From ad9f500ad15dd036ecfa787c261c3f42e56eac4d Mon Sep 17 00:00:00 2001
From: Jens L <jens@goauthentik.io>
Date: Fri, 27 Oct 2023 16:29:10 +0200
Subject: [PATCH] crypto: fix race conditions when creating self-signed
 certificates on startup (#7344)

Signed-off-by: Jens Langhammer <jens@goauthentik.io>
---
 authentik/crypto/apps.py | 45 +++++++++++++++++++++++-----------------
 1 file changed, 26 insertions(+), 19 deletions(-)

diff --git a/authentik/crypto/apps.py b/authentik/crypto/apps.py
index 559ca3db5..bed1ab811 100644
--- a/authentik/crypto/apps.py
+++ b/authentik/crypto/apps.py
@@ -1,13 +1,10 @@
 """authentik crypto app config"""
 from datetime import datetime
-from typing import TYPE_CHECKING, Optional
+from typing import Optional
 
 from authentik.blueprints.apps import ManagedAppConfig
 from authentik.lib.generators import generate_id
 
-if TYPE_CHECKING:
-    from authentik.crypto.models import CertificateKeyPair
-
 MANAGED_KEY = "goauthentik.io/crypto/jwt-managed"
 
 
@@ -23,33 +20,37 @@ class AuthentikCryptoConfig(ManagedAppConfig):
         """Load crypto tasks"""
         self.import_module("authentik.crypto.tasks")
 
-    def _create_update_cert(self, cert: Optional["CertificateKeyPair"] = None):
+    def _create_update_cert(self):
         from authentik.crypto.builder import CertificateBuilder
         from authentik.crypto.models import CertificateKeyPair
 
-        builder = CertificateBuilder("authentik Internal JWT Certificate")

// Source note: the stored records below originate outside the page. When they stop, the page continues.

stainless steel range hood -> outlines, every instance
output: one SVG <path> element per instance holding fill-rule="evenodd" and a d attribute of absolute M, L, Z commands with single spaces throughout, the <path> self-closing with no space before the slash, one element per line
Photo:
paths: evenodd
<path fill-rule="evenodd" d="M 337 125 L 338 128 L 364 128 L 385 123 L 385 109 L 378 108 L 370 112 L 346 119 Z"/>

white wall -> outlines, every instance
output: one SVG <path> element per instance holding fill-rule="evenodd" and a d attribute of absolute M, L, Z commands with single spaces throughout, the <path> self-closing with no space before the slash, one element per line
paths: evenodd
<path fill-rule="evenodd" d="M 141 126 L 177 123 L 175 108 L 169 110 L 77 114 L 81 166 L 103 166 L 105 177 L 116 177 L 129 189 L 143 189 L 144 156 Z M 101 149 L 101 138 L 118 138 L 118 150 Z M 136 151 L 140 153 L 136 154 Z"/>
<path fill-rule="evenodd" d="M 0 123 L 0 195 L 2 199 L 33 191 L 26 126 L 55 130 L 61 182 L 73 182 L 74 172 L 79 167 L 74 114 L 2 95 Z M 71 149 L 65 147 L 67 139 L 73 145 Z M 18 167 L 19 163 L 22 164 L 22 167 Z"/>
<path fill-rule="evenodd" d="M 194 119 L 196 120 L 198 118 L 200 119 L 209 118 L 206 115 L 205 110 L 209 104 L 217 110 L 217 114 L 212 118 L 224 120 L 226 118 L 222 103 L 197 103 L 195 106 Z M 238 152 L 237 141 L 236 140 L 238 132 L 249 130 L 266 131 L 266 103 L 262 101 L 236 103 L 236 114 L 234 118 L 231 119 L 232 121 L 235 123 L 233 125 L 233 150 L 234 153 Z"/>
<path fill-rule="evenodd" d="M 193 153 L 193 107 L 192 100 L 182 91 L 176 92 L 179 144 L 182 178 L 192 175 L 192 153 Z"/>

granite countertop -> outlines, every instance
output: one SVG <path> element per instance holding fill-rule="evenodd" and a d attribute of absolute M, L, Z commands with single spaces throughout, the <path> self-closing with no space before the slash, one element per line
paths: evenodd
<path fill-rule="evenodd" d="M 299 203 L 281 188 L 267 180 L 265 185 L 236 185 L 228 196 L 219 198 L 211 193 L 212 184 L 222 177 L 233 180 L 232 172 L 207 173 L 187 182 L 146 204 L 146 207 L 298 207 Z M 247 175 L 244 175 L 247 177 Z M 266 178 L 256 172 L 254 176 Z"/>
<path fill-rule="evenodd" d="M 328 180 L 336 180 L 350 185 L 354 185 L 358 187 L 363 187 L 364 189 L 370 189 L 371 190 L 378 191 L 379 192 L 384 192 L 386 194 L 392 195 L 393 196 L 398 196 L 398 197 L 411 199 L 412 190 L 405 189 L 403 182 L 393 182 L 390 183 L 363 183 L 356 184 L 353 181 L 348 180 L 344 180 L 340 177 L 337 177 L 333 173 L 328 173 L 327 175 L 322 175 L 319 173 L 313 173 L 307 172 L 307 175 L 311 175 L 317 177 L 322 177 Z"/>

+        common_name = "authentik Internal JWT Certificate"
+        builder = CertificateBuilder(common_name)
         builder.build(
             subject_alt_names=["goauthentik.io"],
             validity_days=360,
         )
-        if not cert:
-            cert = CertificateKeyPair()
-        builder.cert = cert
-        builder.cert.managed = MANAGED_KEY
-        builder.save()
+        CertificateKeyPair.objects.update_or_create(
+            managed=MANAGED_KEY,
+            defaults={
+                "name": common_name,
+                "certificate_data": builder.certificate,
+                "key_data": builder.private_key,
+            },
+        )
 
     def reconcile_managed_jwt_cert(self):
         """Ensure managed JWT certificate"""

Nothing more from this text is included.